Monday, November 2, 2009

Indian Farmers Commit Suicide as Drought Continues

Farmer's widow Sugali Nagamma, 41, with her daughter Devi, 18, walk through the fields near the village of Kapiripalli in the Anantapur district of Andhra Pradesh. Her husband committed suicide three months ago, after the worst drought this region has experienced in two decades. Photograph: Abbie Trayler-Smith/Panos.

Andhra Pradesh is historically called the "Rice Bowl of India". More than 77% of its crop is rice and Andhra Pradesh produced 17,796,000 tons of rice in 2006. However, things are changing.

Andhra Pradesh, India’s fourth largest state is now in the grip of a drought brought about by climate change; and, farmers are literally killing themselves because they cannot grow any crops. Not being able to grow any crops means not only can’t they feed themselves and their families; but, they also have no income to pay off any bills or to buy supplies of any kind.

What was once considered the rice bowl of India is now an area of desolation, drought and death.

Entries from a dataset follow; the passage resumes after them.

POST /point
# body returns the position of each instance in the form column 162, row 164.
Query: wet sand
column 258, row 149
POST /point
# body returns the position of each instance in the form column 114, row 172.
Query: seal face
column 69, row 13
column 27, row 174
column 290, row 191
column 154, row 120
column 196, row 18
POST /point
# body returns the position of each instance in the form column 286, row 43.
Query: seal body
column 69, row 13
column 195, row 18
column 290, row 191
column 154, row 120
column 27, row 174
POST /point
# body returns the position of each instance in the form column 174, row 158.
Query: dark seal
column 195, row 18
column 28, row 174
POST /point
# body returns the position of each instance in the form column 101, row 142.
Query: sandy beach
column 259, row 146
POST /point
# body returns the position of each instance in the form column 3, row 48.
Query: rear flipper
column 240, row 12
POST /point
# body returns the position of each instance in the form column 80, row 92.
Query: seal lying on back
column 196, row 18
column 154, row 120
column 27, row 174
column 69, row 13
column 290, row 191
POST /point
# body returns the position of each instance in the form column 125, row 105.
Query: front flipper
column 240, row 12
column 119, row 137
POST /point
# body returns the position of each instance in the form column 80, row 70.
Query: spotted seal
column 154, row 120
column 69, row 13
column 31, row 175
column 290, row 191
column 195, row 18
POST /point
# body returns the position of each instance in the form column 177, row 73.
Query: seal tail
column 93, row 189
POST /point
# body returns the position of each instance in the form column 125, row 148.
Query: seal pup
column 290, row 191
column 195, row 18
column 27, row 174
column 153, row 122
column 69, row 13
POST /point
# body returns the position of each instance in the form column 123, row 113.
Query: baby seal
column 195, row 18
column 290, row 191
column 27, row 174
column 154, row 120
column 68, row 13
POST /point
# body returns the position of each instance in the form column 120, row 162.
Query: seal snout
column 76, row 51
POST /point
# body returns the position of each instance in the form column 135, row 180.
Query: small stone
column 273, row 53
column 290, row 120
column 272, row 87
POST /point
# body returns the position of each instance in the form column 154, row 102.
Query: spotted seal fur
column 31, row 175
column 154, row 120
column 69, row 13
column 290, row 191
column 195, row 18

India depends on the monsoons or "rainy season" to provide the water necessary to grow their crops. To most of India’s amazement the July monsoons did not arrive as scheduled. When they did arrive – 45 days late – they were woefully inadequate for the crops that had been planted and too late for others to be planted at all.

Descriptions of the so-called monsoon rains from the locals include “scanty”, “maybe just five minutes a day”, “raining on one field; but, not the next”. Not good news for one of the driest states of India. There is no such thing as irrigation so all water needed must come from the rains.

By the end of September, a drought had been officially declared in the state. Food prices were rising – rice (a staple) by 20%, sugar by 45% and most vegetables went even higher. The farming families are some of the poorest people in India and now they are unable to grow crops to feed their families. Without the small income generated by the sale of some of their crops, they are unable to afford to buy food for their families.

The rains have not been kind this year. Early in October, massive storms brought floods that drove nearly half a million people in the state from their homes.

But the rains came to late to help people like Naryamaswamy Naik. His wife, Sugali Nagamma, says of her husband, “I don't know how much he had borrowed. I asked him, but he wouldn't say. I'd tell him: don't worry; we can sell the salt from our table. Everyone has debts."

In July, Mr. Naik took a tin of pesticide from the cupboard, opened it and drank it. His wife, Sugali tells the story. "He'd been unhappy for a month; but, that day he was in a heavy depression. I tried to take the tin away from him but I couldn't. He died in front of us. The head of the family died in front of his wife and children – can you imagine?"

It is a story repeated over and over throughout India – the details change slightly; but, the outcome is always the same. Through no fault of their own, farming families accumulate debt they are unable to pay due to the drought. Drowning in debts stemming from several years of insufficient rain, the head of the household commits suicide in shame over his inability to support his family.

In the villages people talk a lot about suicide. Oxfam’s regional manager, Shaik Anwar, says this is the result of the total desperation felt by people who see no other way out. All other methods of coping have failed; and, thoughts of suicide become constant companions.

"They already have a huge amount of debt, and the delay of four or five weeks in the planting season just finishes people. A shortfall in rain is OK, people are used to drought, but this is different: farmers lost the seed and they lost the crop. Often the social pressures contribute to suicides: marrying a daughter is very tough. The culture is that they have to feed 50 or 100 families at the ceremony, even when they don't have enough grain at home for themselves."

So farmers hire out as labourers earning the magnificent sum of 30 rupees (75¢ USD) a day if they work for a local farmer or 100 rupees ($2.40 USD) if they get on a government scheme designed to help the rural poor. Children drop out of school and work alongside their parent(s). Some families get government-subsidized rice that lasts only one week out of the month; but, is better than the nothing they now have.

Adding to the misery is that the summer temperatures can be 10°C hotter now than in the past. Since they can reach 45°C (113°F), this makes work outdoors near impossible.

Ramesh Naik, a 35-year-old red gram farmer, says, "When I was a child everywhere there was water, and rains. I suppose those were the golden days – now we're always looking to the sky, looking for the rain. It was eight or 10 years ago that things started changing. Every year since has become worse and food problems have got worse. Before, if something was required people would share; now there's no support, no sharing of grain or anything. People can't afford to help any more. Everyone is in crisis."